In grade twelve I enrolled in a typing class, which was composed of thirty grade nine girls. I was the only boy, and the whole basketball team fell down laughing and ribbed me forever. So while the guitar lessons didn’t work, the typing lessons certainly did. Obviously, I didn’t know then that it would set me off in a career in journalism.

I wrote a column about a student experiment that involved feeding rats — in school corridor cages — Coke and junk food. We all know the resulting conclusions. A stiff-necked Coca-Cola lawyer threatened to sue for patent violation. (I was in high school, for Christ’s sake!)

My major achievement was at the end of the year — the election of the boys’ Senior Ring to head the student council. It was the “big swinging dick” of the school, and you had to have a B+ average. So my fellow jock friends couldn’t go for it. They said I was a cinch. The day of the speech, which was outdoors on the grass, the whole school came out. At least half the school came by bus from a Mennonite community outside Chilliwack. Being Mennonite, they weren’t allowed to stay after school, go to school dances, or turn out for sports.

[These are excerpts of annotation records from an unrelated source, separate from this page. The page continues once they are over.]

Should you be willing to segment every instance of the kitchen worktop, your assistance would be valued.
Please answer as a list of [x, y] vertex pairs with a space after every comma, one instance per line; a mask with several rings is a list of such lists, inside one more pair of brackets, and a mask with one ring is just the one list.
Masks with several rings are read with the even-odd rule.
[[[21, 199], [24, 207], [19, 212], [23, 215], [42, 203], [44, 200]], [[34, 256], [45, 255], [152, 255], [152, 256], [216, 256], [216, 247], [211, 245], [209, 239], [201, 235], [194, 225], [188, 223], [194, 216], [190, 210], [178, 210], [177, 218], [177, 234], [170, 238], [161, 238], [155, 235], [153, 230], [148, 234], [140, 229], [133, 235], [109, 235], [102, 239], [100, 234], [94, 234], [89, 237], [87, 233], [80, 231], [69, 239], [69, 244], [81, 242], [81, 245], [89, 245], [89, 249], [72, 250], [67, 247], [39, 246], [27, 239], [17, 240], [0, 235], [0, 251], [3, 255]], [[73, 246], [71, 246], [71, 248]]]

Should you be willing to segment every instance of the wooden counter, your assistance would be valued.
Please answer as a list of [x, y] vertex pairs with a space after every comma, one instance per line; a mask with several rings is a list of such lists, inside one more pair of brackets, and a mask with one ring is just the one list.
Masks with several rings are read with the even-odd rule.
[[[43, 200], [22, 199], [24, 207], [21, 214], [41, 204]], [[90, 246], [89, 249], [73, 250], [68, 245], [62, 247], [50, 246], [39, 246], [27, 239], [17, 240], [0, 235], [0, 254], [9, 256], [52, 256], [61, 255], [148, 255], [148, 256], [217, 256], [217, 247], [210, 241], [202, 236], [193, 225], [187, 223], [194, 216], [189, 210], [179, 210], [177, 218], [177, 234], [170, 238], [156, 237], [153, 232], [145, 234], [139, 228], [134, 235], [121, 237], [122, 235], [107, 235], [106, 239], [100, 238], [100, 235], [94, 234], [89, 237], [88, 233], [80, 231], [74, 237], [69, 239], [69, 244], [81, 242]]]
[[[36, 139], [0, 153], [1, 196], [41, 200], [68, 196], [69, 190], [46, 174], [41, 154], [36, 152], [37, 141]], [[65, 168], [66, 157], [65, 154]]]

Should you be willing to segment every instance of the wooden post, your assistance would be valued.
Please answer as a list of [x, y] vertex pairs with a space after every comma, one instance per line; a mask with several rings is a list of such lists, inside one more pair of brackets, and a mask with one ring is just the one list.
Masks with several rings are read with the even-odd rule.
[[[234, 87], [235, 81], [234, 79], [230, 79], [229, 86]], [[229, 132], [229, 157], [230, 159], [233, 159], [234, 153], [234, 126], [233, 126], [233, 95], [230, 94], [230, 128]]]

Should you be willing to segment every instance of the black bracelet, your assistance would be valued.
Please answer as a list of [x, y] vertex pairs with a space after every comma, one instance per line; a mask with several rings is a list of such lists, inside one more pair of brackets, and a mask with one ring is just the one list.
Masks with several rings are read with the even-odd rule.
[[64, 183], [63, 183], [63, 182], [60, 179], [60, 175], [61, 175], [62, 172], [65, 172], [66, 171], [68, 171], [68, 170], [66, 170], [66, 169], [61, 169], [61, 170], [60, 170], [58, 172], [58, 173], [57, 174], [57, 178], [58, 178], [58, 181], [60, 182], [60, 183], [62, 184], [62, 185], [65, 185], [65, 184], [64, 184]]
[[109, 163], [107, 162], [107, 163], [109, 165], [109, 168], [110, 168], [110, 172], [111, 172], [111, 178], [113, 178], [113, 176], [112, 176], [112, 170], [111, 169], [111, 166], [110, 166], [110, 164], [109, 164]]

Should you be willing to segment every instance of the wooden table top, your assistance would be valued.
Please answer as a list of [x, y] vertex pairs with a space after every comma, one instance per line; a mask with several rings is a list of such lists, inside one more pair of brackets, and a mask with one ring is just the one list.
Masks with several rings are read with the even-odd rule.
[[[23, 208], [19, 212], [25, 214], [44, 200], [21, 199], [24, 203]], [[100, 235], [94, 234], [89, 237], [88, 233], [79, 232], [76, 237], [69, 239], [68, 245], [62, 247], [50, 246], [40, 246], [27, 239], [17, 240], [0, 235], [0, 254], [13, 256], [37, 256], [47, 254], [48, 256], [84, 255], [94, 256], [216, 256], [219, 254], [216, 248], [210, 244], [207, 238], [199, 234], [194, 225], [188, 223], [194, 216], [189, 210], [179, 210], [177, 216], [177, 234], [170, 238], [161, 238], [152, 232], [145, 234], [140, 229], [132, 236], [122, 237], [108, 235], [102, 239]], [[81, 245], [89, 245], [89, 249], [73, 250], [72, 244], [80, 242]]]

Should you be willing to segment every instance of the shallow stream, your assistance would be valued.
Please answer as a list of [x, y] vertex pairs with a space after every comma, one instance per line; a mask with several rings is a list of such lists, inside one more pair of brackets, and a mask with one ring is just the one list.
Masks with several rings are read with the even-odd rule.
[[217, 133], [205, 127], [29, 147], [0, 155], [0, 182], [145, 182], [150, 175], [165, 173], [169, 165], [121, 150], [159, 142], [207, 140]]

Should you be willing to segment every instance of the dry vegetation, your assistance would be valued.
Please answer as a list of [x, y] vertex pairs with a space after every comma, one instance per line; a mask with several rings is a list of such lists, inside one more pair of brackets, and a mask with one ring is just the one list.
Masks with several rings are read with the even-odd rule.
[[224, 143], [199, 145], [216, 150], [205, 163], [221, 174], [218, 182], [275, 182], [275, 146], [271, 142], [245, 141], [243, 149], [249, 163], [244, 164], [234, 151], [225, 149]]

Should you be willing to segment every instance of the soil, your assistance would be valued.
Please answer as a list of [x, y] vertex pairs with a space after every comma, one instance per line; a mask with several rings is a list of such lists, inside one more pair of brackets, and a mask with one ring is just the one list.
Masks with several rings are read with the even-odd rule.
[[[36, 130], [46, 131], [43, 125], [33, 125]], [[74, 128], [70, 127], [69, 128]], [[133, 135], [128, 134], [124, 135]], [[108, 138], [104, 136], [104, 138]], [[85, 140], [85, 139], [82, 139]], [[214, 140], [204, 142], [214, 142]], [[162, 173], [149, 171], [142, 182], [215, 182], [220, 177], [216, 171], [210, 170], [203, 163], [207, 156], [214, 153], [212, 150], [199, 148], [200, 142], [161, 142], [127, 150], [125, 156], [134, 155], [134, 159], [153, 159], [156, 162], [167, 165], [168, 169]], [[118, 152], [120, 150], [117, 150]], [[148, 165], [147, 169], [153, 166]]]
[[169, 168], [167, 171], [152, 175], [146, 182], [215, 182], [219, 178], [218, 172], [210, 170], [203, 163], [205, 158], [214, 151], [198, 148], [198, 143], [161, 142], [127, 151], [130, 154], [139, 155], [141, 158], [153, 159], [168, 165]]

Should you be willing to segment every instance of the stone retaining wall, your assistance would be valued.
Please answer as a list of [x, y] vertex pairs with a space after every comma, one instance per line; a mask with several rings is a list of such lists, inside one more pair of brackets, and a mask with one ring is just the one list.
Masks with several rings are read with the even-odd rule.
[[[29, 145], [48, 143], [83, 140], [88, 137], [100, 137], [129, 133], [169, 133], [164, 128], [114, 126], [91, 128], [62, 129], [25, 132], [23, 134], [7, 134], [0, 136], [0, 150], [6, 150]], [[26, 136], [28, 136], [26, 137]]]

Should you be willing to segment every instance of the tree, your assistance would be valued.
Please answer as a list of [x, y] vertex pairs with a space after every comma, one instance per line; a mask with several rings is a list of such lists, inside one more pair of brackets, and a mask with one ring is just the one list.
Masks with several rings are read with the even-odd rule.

But they came to hear the speech.

At that time the trendy male thing was to have a streak of blond hair at the front, done with peroxide. I got up to give my speech with my peroxide streak, wearing green corduroy strides, which were twenty-six inches at the knee and six inches at the ankle. I had picked up a pair of saddle shoes in Vancouver and wore them. I got up in front of the Mennonites, looking like some stranger from space, and lost by four votes to Dave MacCaulay. Who went on to become superintendent of schools in Chilliwack. Dressed properly. Never got out of Chilliwack. Big mistake.

I didn’t have enough money to go to university, so I took Senior Matric, which was the equivalent of grade thirteen. The fee was $112, which I didn’t have to pay until after Christmas. I had no way of getting the $112 before then, so I figured I’d play basketball until Christmas and then quit.

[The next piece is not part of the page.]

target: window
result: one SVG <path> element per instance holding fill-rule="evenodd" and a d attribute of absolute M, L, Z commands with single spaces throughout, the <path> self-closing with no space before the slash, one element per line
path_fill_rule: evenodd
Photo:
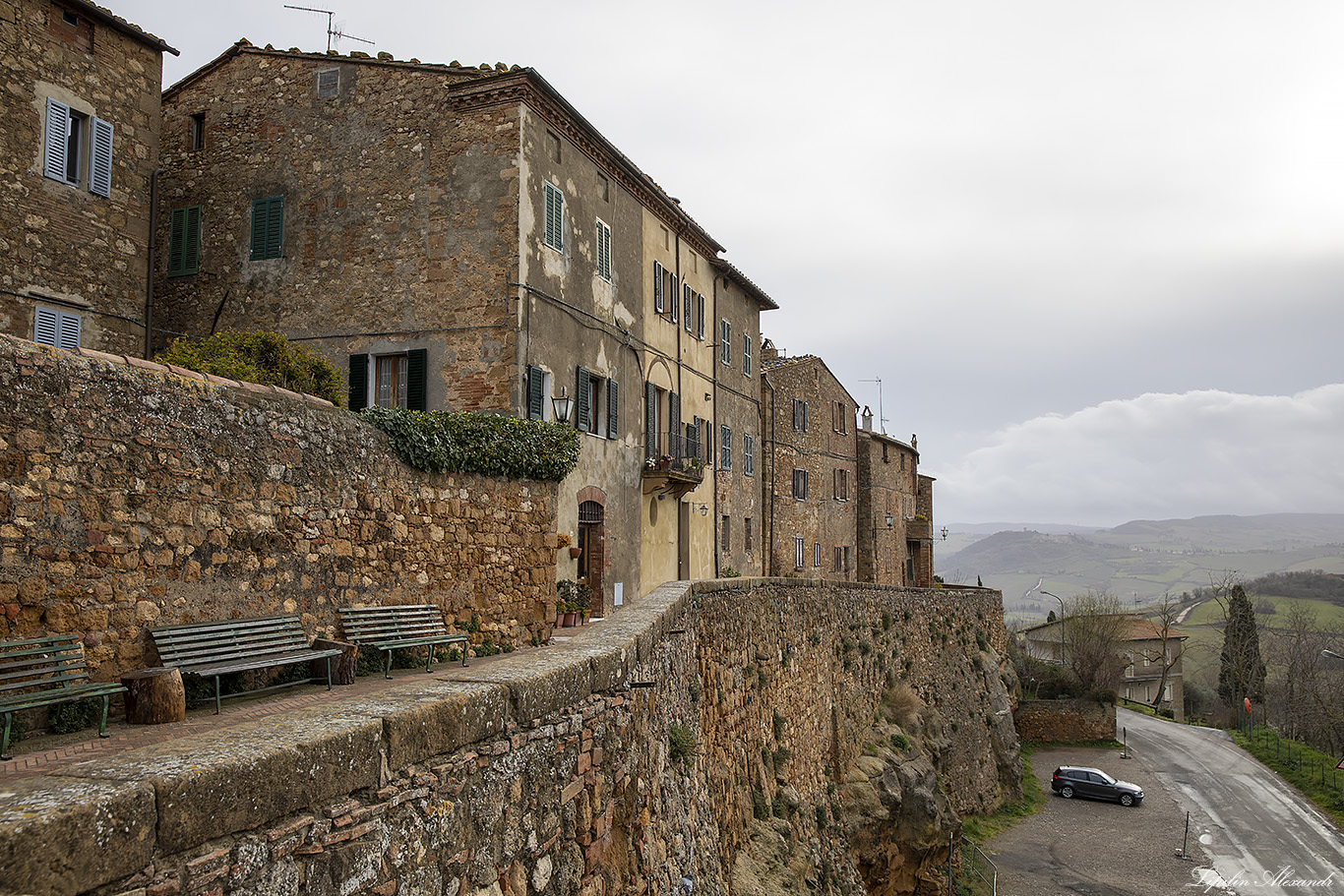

Before that could happen, one day we noticed the principal standing with several men watching us as we changed classes. They hung around most of the day. I was doing the usual dumb things — punching the guys and goosing the girls as we walked down the halls. It turned out the men were from the National Film Board and were making a film called Breakdown. They were going to film it in Chilliwack, as a typical small Canadian town, and at Essondale, a mental hospital (as it was referred to in those days), which was fifty miles away.

They were looking for a typical young Canadian boy to play the younger brother to the professional actress playing the main part of someone having a nervous breakdown. So they called me in and said they had selected me, and I got the $112 for my final year in secondary school. University, here I come! Little did I know this brief encounter would be a precursor to my career.

The NFB paid me by the day, and it took several hours for shooting. At one stage I was to pull up to a gas station in a car. There was only one problem. I didn’t know how to drive. My parents didn’t have a car, and all of my buddies never stopped laughing because I was such a dolt in this regard. We had several runs at this shot because I only had to move the car about ten feet. I got it right for most of the shots except one. I let out the clutch too fast, and the car jumped in the air.

The “world premiere” of the film was at Chilliwack’s only movie house and, of course, practically the whole school was there. And, of course, when it came to the shot at the gas station, they ran the one in which I goofed. The entire audience, including all my buddies, burst out laughing and continued for some five minutes.